ECLI:NL:RBOVE:2023:2832

Rechtbank Overijssel

Datum uitspraak
11 mei 2023
Publicatiedatum
21 juli 2023
Zaaknummer
295409 FT RK 23.217
Instantie
Rechtbank Overijssel
Type
Uitspraak
Rechtsgebied
Civiel recht
Procedures
  • Eerste aanleg - enkelvoudig
Rechters
Vindplaatsen
  • Rechtspraak.nl
AI samenvatting door LexboostAutomatisch gegenereerd

Faillissementsverzoek en schuldsaneringsregeling: niet-ontvankelijkheid van verzoeker

Op 11 mei 2023 heeft de Rechtbank Overijssel, zittingsplaats Almelo, uitspraak gedaan in een faillissementszaak waarbij de Coöperatieve Rabobank U.A. het faillissement van de verzoeker heeft aangevraagd. De verzoeker, geboren in 1958, werd door de rechtbank gewezen op de mogelijkheid om een verzoek tot toepassing van de schuldsaneringsregeling in te dienen. Op 19 april 2023 heeft de verzoeker een email gestuurd naar de rechtbank met de handgeschreven opmerking 'hierbij schuldsaneringsverzoek' op de eerste bladzijde van de brief van de rechtbank van 4 april 2023. De rechtbank heeft de verzoeker echter medegedeeld dat deze bijschrijving niet voldeed aan de vereisten voor een geldig verzoek tot schuldsanering. De verzoeker werd verzocht om een formeel briefje op te stellen waarin hij expliciet verzocht om de toepassing van de schuldsaneringsregeling, inclusief het nummer van het faillissementsrekest, en dit briefje diende uiterlijk op 25 april 2023 door de rechtbank ontvangen te zijn.

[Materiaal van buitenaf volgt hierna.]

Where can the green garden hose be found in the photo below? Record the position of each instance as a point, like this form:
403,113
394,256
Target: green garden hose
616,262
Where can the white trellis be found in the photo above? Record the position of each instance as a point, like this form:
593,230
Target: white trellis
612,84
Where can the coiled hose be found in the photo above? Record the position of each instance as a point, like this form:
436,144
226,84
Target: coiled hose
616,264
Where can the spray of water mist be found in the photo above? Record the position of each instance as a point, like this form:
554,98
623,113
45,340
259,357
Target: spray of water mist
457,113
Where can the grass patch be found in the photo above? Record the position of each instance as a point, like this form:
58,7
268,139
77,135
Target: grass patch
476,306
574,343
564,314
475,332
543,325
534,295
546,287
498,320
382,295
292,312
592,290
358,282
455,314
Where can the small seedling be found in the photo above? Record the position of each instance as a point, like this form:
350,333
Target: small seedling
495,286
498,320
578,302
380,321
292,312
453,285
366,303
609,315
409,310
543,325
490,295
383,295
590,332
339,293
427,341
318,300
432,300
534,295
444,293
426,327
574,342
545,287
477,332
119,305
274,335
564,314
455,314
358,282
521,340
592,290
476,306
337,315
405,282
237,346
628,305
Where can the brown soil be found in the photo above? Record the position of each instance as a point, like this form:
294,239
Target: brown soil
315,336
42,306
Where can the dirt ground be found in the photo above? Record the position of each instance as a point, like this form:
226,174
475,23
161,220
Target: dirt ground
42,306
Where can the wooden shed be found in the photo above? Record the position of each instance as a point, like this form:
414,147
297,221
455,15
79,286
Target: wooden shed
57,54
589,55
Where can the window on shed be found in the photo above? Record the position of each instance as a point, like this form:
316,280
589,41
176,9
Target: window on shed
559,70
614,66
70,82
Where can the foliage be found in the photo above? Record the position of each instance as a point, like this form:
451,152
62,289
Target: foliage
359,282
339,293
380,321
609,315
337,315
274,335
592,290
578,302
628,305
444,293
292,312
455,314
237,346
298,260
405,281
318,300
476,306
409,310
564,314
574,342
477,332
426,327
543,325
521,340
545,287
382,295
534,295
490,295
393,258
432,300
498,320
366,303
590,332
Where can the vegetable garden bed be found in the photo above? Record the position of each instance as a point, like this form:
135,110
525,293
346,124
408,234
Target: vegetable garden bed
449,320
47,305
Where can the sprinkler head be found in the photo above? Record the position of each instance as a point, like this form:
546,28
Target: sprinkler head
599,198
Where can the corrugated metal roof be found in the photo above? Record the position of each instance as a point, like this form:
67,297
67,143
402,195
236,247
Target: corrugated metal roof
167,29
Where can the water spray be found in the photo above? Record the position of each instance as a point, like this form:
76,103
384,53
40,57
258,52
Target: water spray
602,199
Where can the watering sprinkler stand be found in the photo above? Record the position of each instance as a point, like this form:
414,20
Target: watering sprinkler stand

Aangezien de rechtbank tot op heden geen verdere correspondentie van de verzoeker heeft ontvangen, heeft zij besloten om het verzoek tot toepassing van de schuldsaneringsregeling te beoordelen. De rechtbank oordeelde dat de bijschrijving op de brief van 4 april 2023 niet voldeed aan de minimale eisen en dat het verzoek onvolledig was, ondanks de termijn die was gegeven voor herstel. Daarom heeft de rechtbank de verzoeker niet-ontvankelijk verklaard in zijn verzoek tot toepassing van de schuldsaneringsregeling. De uitspraak werd gedaan door mr. A.E. Zweers en is openbaar uitgesproken in aanwezigheid van de griffier. De verzoeker heeft het recht om binnen acht dagen na de uitspraak hoger beroep in te stellen, uitsluitend via een door een advocaat ondertekend verzoekschrift.

Uitspraak

RECHTBANK OVERIJSSEL

Team Toezicht
Zittingsplaats Almelo
Rekestnummer: 295409 FT RK 23.217
Datum uitspraak: 11 mei 2023
Vonnis van de rechtbank Overijssel, zittingsplaats Almelo, enkelvoudige kamer voor burgerlijke zaken, op het verzoek van:

[verzoeker] ,

geboren op [geboortedatum] 1958 te [geboorteplaats] ,
wonende te [adres] ,
verzoeker, verder te noemen: [verzoeker] .

Het procesverloop:

Bij rekest van 3 april 2023 is door de Coöperatieve Rabobank U.A. het faillissement van [verzoeker] aangevraagd. Bij brief van 4 april 2023 heeft de rechtbank [verzoeker] gewezen op de mogelijkheid om een verzoek tot toepassing van de schuldsaneringsregeling te doen. Bij email van 19 april 2023 heeft [verzoeker] de eerste bladzijde van de brief van de rechtbank van 4 april 2023 naar de rechtbank geëmaild met de handgeschreven opmerking (op de brief): ‘hierbij schuldsaneringsverzoek’.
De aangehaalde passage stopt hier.